North Korea warned on Sunday that the world just moved closer to the tipping point of a nuclear war. It blamed the United States and South Korea which held a live-fire drill on Saturday in the area.

Pentagon deployed two B-1B Lancer strategic bombers as a response to the July 4 launch by Pyongyang of an intercontinental ballistic missile capable of hitting Alaska. The drill demonstrated the capability of U.S. bombers to destroy enemy missile batteries and the ability of South Korean aircraft to destroy with precision underground command posts.

World’s biggest tinderbox

In an editorial published by the Rodong, a North Korean state-run newspaper, titled “Don’t play with fire on a powder keg,” it said the dangerous military provocation caused by the U.S. made the Korean peninsula the “world’s biggest tinderbox.” The bombers flew so close to the demilitarized zone between South and North Korea and dropped 900-kilogram bombs.

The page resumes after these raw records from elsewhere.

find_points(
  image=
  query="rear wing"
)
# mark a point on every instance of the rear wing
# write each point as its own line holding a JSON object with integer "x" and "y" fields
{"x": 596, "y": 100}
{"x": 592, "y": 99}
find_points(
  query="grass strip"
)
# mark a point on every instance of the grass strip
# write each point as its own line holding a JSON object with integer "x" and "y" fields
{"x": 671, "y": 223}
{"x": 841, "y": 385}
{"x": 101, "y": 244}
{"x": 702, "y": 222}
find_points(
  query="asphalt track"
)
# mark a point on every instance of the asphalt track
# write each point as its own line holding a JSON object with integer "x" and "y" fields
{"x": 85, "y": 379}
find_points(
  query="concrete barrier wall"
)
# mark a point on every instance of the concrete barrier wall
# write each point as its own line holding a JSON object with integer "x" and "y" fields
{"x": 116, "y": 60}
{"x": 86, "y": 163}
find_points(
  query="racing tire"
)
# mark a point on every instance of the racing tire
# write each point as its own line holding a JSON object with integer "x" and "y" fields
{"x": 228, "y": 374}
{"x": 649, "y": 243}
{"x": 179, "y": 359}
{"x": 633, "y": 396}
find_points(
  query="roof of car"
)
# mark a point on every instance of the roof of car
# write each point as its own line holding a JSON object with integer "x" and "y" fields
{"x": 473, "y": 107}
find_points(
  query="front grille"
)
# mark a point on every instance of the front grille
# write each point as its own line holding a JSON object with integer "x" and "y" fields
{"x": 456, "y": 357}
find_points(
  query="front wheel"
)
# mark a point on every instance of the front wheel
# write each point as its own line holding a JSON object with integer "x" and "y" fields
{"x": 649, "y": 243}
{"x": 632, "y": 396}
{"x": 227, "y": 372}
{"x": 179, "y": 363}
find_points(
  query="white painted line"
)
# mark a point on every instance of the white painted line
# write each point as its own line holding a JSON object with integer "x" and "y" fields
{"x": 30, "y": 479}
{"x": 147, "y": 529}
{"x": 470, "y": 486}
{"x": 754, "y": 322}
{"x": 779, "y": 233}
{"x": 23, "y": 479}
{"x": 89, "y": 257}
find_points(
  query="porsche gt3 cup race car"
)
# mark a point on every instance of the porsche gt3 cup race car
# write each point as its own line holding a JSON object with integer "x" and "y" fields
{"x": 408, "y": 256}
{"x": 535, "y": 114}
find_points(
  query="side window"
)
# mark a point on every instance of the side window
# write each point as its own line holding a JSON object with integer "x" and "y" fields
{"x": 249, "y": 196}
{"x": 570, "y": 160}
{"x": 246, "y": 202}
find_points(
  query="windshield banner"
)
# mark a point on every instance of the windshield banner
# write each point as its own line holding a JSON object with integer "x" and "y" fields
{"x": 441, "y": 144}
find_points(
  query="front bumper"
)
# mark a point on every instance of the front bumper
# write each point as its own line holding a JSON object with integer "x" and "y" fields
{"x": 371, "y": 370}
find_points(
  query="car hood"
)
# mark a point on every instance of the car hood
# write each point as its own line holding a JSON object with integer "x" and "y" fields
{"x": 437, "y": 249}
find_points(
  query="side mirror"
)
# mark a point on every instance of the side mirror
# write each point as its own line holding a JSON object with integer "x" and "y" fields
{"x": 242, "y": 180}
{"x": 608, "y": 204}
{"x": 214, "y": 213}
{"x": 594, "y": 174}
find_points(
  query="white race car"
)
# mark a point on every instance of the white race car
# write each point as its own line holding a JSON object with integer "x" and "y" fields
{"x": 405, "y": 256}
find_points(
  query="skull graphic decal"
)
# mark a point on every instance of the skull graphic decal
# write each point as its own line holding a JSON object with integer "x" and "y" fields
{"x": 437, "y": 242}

The newspaper accused the U.S. of being warmongers that attempted to light the fuse of a nuclear war on the peninsula. The editorial further pointed out that a minor wrong judgment or mistake could lead to the start of a nuclear war that would cause another world war.

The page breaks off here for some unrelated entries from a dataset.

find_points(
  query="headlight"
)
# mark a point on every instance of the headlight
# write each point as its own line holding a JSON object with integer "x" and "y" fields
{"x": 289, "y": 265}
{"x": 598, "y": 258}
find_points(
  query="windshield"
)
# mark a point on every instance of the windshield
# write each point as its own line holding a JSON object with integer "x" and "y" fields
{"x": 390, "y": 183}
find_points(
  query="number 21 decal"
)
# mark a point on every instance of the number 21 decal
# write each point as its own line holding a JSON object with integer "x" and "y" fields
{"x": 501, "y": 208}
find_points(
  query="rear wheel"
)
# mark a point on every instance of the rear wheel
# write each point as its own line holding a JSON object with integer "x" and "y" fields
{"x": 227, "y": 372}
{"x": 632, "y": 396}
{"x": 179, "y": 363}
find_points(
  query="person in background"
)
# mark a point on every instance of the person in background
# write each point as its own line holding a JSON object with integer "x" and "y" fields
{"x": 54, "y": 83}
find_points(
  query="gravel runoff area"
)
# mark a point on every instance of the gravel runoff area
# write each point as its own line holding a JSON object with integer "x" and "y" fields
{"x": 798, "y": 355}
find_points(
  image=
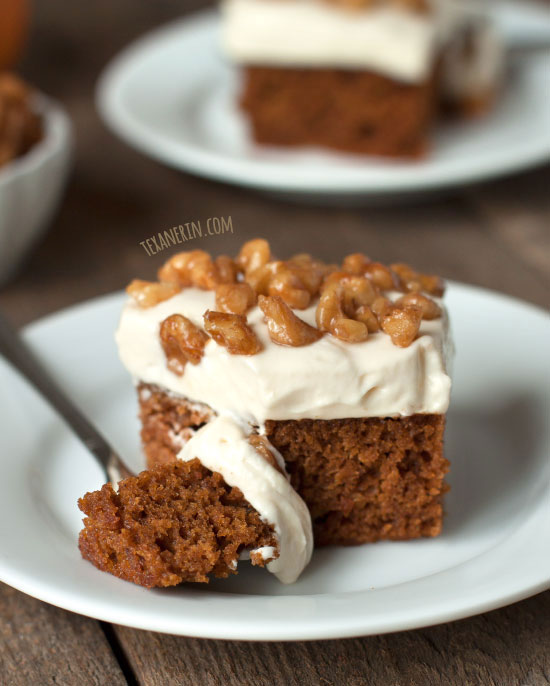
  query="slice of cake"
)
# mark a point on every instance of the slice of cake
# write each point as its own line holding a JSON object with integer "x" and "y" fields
{"x": 344, "y": 368}
{"x": 227, "y": 496}
{"x": 362, "y": 76}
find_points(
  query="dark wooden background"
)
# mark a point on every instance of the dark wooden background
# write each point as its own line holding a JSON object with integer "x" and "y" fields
{"x": 495, "y": 235}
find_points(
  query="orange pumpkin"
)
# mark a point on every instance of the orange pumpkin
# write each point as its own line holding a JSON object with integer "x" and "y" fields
{"x": 14, "y": 23}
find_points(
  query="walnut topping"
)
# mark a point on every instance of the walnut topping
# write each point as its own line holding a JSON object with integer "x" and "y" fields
{"x": 414, "y": 281}
{"x": 429, "y": 308}
{"x": 401, "y": 324}
{"x": 382, "y": 277}
{"x": 236, "y": 298}
{"x": 253, "y": 255}
{"x": 182, "y": 342}
{"x": 284, "y": 327}
{"x": 352, "y": 300}
{"x": 233, "y": 332}
{"x": 194, "y": 268}
{"x": 227, "y": 269}
{"x": 150, "y": 293}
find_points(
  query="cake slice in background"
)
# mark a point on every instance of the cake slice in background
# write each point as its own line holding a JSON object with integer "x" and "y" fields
{"x": 361, "y": 76}
{"x": 344, "y": 368}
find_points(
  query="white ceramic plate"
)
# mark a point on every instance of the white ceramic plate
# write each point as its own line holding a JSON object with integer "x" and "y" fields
{"x": 493, "y": 551}
{"x": 172, "y": 96}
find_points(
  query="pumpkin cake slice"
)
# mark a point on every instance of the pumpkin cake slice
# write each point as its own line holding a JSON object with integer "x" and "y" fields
{"x": 186, "y": 521}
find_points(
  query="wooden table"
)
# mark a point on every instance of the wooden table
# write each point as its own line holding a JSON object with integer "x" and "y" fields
{"x": 494, "y": 236}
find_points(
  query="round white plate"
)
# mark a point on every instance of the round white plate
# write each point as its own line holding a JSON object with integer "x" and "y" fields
{"x": 494, "y": 547}
{"x": 172, "y": 96}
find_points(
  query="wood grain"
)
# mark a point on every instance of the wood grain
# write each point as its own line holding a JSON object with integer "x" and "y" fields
{"x": 41, "y": 644}
{"x": 495, "y": 649}
{"x": 495, "y": 235}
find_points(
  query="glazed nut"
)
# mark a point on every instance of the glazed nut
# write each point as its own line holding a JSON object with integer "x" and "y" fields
{"x": 382, "y": 277}
{"x": 194, "y": 268}
{"x": 182, "y": 342}
{"x": 227, "y": 269}
{"x": 356, "y": 263}
{"x": 285, "y": 283}
{"x": 380, "y": 306}
{"x": 236, "y": 298}
{"x": 232, "y": 332}
{"x": 310, "y": 271}
{"x": 284, "y": 327}
{"x": 253, "y": 255}
{"x": 349, "y": 330}
{"x": 261, "y": 445}
{"x": 429, "y": 308}
{"x": 329, "y": 307}
{"x": 401, "y": 324}
{"x": 151, "y": 293}
{"x": 366, "y": 315}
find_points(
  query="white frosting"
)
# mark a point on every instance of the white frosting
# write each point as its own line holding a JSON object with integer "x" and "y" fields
{"x": 222, "y": 446}
{"x": 388, "y": 39}
{"x": 328, "y": 379}
{"x": 477, "y": 72}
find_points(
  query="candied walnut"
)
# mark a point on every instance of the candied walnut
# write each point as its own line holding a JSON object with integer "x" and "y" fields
{"x": 356, "y": 263}
{"x": 194, "y": 268}
{"x": 329, "y": 307}
{"x": 413, "y": 281}
{"x": 227, "y": 269}
{"x": 261, "y": 445}
{"x": 182, "y": 342}
{"x": 285, "y": 283}
{"x": 380, "y": 306}
{"x": 280, "y": 278}
{"x": 330, "y": 315}
{"x": 357, "y": 292}
{"x": 429, "y": 308}
{"x": 233, "y": 332}
{"x": 284, "y": 327}
{"x": 366, "y": 315}
{"x": 151, "y": 293}
{"x": 341, "y": 309}
{"x": 382, "y": 277}
{"x": 310, "y": 271}
{"x": 253, "y": 255}
{"x": 401, "y": 324}
{"x": 349, "y": 330}
{"x": 236, "y": 298}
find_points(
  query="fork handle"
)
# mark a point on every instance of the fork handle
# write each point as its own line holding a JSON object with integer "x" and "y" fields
{"x": 14, "y": 349}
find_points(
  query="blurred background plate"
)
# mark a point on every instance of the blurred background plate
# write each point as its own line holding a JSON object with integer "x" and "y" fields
{"x": 172, "y": 96}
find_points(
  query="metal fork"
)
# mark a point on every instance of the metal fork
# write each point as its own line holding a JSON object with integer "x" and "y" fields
{"x": 17, "y": 353}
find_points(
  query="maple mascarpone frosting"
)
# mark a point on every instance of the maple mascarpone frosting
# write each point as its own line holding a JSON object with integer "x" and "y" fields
{"x": 283, "y": 403}
{"x": 362, "y": 76}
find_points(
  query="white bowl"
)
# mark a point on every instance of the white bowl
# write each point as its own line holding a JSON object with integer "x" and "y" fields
{"x": 31, "y": 187}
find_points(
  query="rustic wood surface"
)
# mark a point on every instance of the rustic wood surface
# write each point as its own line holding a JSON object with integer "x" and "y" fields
{"x": 496, "y": 235}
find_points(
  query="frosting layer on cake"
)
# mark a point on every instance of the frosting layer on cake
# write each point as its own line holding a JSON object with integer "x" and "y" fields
{"x": 328, "y": 379}
{"x": 222, "y": 446}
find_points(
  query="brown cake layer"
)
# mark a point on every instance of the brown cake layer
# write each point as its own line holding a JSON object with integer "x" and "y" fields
{"x": 176, "y": 522}
{"x": 349, "y": 110}
{"x": 362, "y": 479}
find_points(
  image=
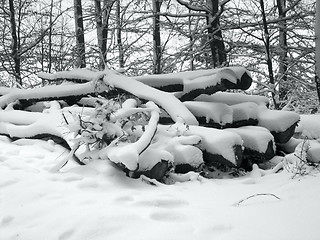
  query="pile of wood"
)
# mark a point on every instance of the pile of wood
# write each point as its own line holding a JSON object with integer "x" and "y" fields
{"x": 192, "y": 121}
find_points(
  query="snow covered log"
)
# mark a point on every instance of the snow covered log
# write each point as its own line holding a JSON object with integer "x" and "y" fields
{"x": 224, "y": 79}
{"x": 258, "y": 144}
{"x": 217, "y": 145}
{"x": 194, "y": 83}
{"x": 79, "y": 75}
{"x": 233, "y": 98}
{"x": 131, "y": 134}
{"x": 221, "y": 115}
{"x": 70, "y": 93}
{"x": 308, "y": 126}
{"x": 281, "y": 124}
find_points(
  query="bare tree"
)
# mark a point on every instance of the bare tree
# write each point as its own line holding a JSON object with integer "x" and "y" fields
{"x": 15, "y": 44}
{"x": 80, "y": 43}
{"x": 213, "y": 10}
{"x": 156, "y": 5}
{"x": 317, "y": 33}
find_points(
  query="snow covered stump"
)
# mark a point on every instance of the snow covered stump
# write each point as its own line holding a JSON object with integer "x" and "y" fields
{"x": 110, "y": 116}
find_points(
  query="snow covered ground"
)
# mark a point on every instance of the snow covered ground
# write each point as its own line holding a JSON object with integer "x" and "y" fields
{"x": 97, "y": 201}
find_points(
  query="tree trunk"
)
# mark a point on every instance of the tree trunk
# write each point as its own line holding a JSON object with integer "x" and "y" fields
{"x": 268, "y": 52}
{"x": 217, "y": 46}
{"x": 50, "y": 38}
{"x": 80, "y": 45}
{"x": 283, "y": 54}
{"x": 119, "y": 37}
{"x": 317, "y": 31}
{"x": 15, "y": 45}
{"x": 157, "y": 51}
{"x": 102, "y": 22}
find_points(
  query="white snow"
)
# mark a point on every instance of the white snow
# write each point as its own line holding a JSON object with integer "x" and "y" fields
{"x": 233, "y": 98}
{"x": 222, "y": 143}
{"x": 218, "y": 112}
{"x": 276, "y": 120}
{"x": 309, "y": 126}
{"x": 77, "y": 73}
{"x": 49, "y": 91}
{"x": 244, "y": 111}
{"x": 170, "y": 103}
{"x": 254, "y": 137}
{"x": 97, "y": 201}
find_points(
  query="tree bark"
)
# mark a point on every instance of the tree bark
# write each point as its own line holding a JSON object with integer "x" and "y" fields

Pyongyang’s nuclear and missile capabilities

In an editorial, The New York Times pointed out that the time has come for the U.S.

to accept that North Korea has real nuclear and missile capabilities. It is now time for Washington to stop saying it will not tolerate the rogue programs of Pyongyang because, beyond rhetoric, the U.S. has not shown the ability to slow down the program or remove nuclear capabilities.

The talks and sanctions, the editorial noted, failed to change the strategic calculus of North Korea.

Given the present situation, ex-government officials and analysts say the best that the U.S. could hope for is to freeze North Korea’s nuclear program in place. Because the window for denuclearization has been shuttered a long time now, the threat of a nuclear war can be managed. It can be done only by accepting the present situation as a hard fact of life, Jeffrey Lewis, the director of the East Asia Non-Proliferation Program at the Middlebury Institute of International Studies, wrote.

The editorial added that while North Korea may quickly lose any war, “it could impose unacceptable costs on South Korea, Japan and potentially the United States.” Pyongyang’s medium-range missiles are capable of holding Japan and South Korea at risk because of thousands of American troops in the two Asian countries.